In Scotland, that figure jumps to 58 per cent. The YouGov survey for The People’s Pension found that 20 per cent of Scots do not know how many pension pots they have.

For those currently in a workplace pension, 29 per cent could not name their provider.

The survey found 58 per cent of respondents in Scotland do not know where all the details of their pension pots are, 16 per cent do not know where any of them are, and 23 per cent have lost track of a pension.

Dave Brown at The People’s Pension, the UK’s second largest multi-employer pension provider with almost four million members, said: “The current pensions system creates too many hurdles for people who want to find out how much they’ve saved and puts people off from planning for retirement until the last minute.

“The average person builds up 11 pension pots over their lifetime, causing, as these findings highlight, a very real risk that pots will be lost or forgotten, with people left unaware of what they’ve saved.”

The pensions dashboard had a target launch date of April 2019, but a feasibility study due three months ago has yet to appear. Whether it will be a single dashboard or multiple ones has yet to be decided, and legislation may be needed to compel all providers to take part to ensure every saver is covered.

A more radical ‘pot follows member’ system was championed by former pensions minister Sir Steve Webb and was supposed to have been launched in 2016, enabling millions of workers who will potentially build multiple pension pots over their careers to have one portable and cost-effective plan.

But the measure was shelved in April, after opposition from the industry, which argued the system was impractical and could see some workers’ savings being shifted into inferior company pensions.

Mr Brown added: “A single dashboard, free from commercial conflict and backed up by legislation, as called for by cross-party MPs, will save people significant amounts of time, stress and hassle.

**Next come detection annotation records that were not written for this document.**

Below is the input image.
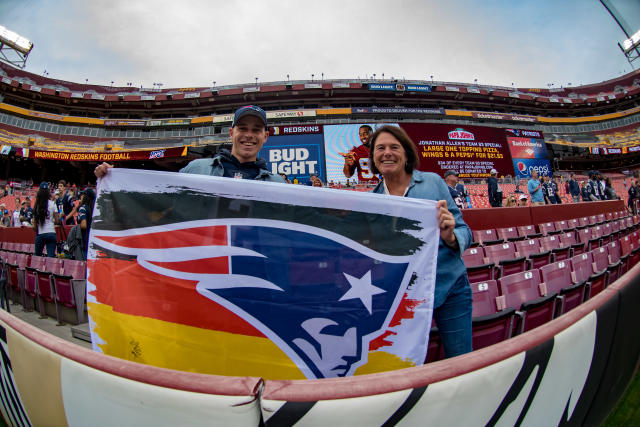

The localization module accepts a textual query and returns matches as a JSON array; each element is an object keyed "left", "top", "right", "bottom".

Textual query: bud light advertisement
[{"left": 259, "top": 127, "right": 327, "bottom": 184}]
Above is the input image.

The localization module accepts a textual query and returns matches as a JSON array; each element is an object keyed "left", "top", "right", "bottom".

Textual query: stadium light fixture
[{"left": 0, "top": 25, "right": 33, "bottom": 68}]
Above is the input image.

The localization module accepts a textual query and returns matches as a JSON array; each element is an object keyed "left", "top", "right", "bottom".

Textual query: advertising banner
[
  {"left": 87, "top": 169, "right": 440, "bottom": 380},
  {"left": 400, "top": 123, "right": 513, "bottom": 178},
  {"left": 504, "top": 129, "right": 552, "bottom": 179},
  {"left": 24, "top": 147, "right": 187, "bottom": 162},
  {"left": 352, "top": 107, "right": 445, "bottom": 115},
  {"left": 258, "top": 129, "right": 327, "bottom": 184},
  {"left": 147, "top": 119, "right": 191, "bottom": 126},
  {"left": 324, "top": 123, "right": 397, "bottom": 184}
]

"It will ensure they keep track of all their savings, have all the information needed to make the important decisions about their financial future, and will allow them to watch their savings grow and compound over time, helping them to understand what their retirement might look like.”

Meanwhile, those who have been auto-enrolled into a pension at work could be funding toxic armament makers or tax-avoiding companies, according to responsible investment watchdog ShareAction.

The charity has audited the big auto-enrolment providers, which run the savings of nearly nine million workers, on their approaches to responsible investment, ethics, and how well they engage and communicate with their own members.

Six out of nine providers fail to take a stand on weapons investment, seven are lax on tax avoidance, eight have no firm policies on climate change, and eight have boards or committees that are less than 30 per cent female, the report found.

It found that despite 90 per cent of the UK’s population viewing tax avoidance by large companies as morally wrong, only NEST and Royal London have specific policies encouraging responsible tax conduct by investee companies.

NEST - created by the Government as a fallback option for workplaces without pensions - has a measurable target to reduce its portfolio’s exposure to climate risks. On the issue of engagement and communication with members no provider performed well.

ShareAction recommends that providers produce a “statement of responsible investment principles” that should apply as much to the default fund, where most workers end up, as to “ethical” fund choices.

Paul Britton of ShareAction, said: “Of course, auto-enrolment pension providers cannot be solely blamed for Britain’s retirement cliff-edge, but they do need to act on their key position to engage the nine million newly enrolled workers with their pension savings. Hoping members don’t opt-out as minimum contribution rates rise is not enough - people need compelling reasons to save.”